When a person dies from cancer, the culprit is usually not the
original tumor but rather the cancerous cells that spread
throughout the body and replicate in distant organs, a process called metastasis. Researchers have long known that
metastasizing cancer cells slip their bonds and avoid immune
detection by altering the sugars on their surfaces. They've even
come up with a would-be drug to prevent such sugar alterations.
But that compound interferes with needed sugars on normal
cells, too, with lethal results in animals. Now, Dutch researchers report that they've packaged the drug in nanoparticles targeted
exclusively to cancer cells, and they've shown that this
combination prevents cancer cells from metastasizing in mice.
The new nanotech therapy still has a long way to go before
becoming a medicine, including passing safety and effectiveness
trials in humans. Nevertheless, "it's promising," says Cory
Rillahan, a chemical biologist at Memorial Sloan Kettering
Cancer Center in New York City who wasn't connected to the
study. Rillahan, who 3 years ago was part of the team to first
report the antimetastatic drug compound, known as P-3F -
Neu5Ac, says the compound was designed to block a family of
20 enzymes that alter sugars known as sialic acids. Sialic acids often cap long chains of other sugar molecules that are attached to proteins and lipids that stud cell surfaces. Those chains have been shown to be involved in cell adhesion and recognition, key processes co-opted by metastatic cancer cells.
Several types of cancer cells overexpress enzymes that add sialic acids to sugar chains. But shutting these enzymes all off can be dangerous. Last year, a team led by James Paulson, a chemist at the Scripps Research Institute in San Diego, California, who leads the lab where Rillahan did his work on P-3F -Neu5Ac, found that the drug caused fatal kidney damage in mice when injected into the bloodstream. So for P-3F -Neu5Ac to have a shot as an antimetastasis drug, it must target cancer cells.
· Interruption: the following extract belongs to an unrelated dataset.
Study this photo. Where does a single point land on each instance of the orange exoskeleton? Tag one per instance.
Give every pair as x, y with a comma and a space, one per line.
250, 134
That's the step that researchers led by Gosse Adema, a tumor
immunologist at the Radboud University Medical Center in
Nijmegen, the Netherlands, have now taken. In a paper posted
online this month in ACS Nano, Adema and his colleagues
report packaging P-3F -Neu5Ac into nanosized, biodegradable
vesicles made from poly(lactic-co-glycolic acid), or PLGA, a
compound already approved for use by the U.S. Food and Drug
Administration. They then coated the vesicles with antibodies
that home in on a protein overexpressed on the surface of
melanoma cells. Melanoma cells commonly metastasize to the
lungs. So in their study, Adema and his colleagues checked
whether melanoma cells spread to the lung in mice.
It is difficult for lab researchers to quickly study metastases from solid tumors, because they might have to wait for months for rogue cells to slip away. So to speed things up, Adema's team relied on a standard procedure of injecting cancer cells and the antimetastatic drug into the tail veins of mice and waiting for 2 weeks to see whether the cells began to form new tumor
nodules. After 14 days, the Dutch team found that mice that had received the drug-loaded nanovesicles developed 75% fewer
tumor nodules in their lungs than did mice given empty
nanovesicles.
Whether this therapy will succeed in humans remains uncertain, because most drugs that work in mice don't do so in people.
The synthesis of sugar chains on cells, known as glycosylation,
differs between humans and mice, so any prospective drug would need to prevent glycosylation in human cancer cells as well. Still, Paulson says, the new finding "opens the door" to
the prospect of drugs that inhibit glycosylation as an alternative, or additional, strategy to combat metastatic cancer. Such a discovery won't make an overnight cancer cure. But it could help researchers learn to prevent the spread of cancer, the disease's most lethal weapon.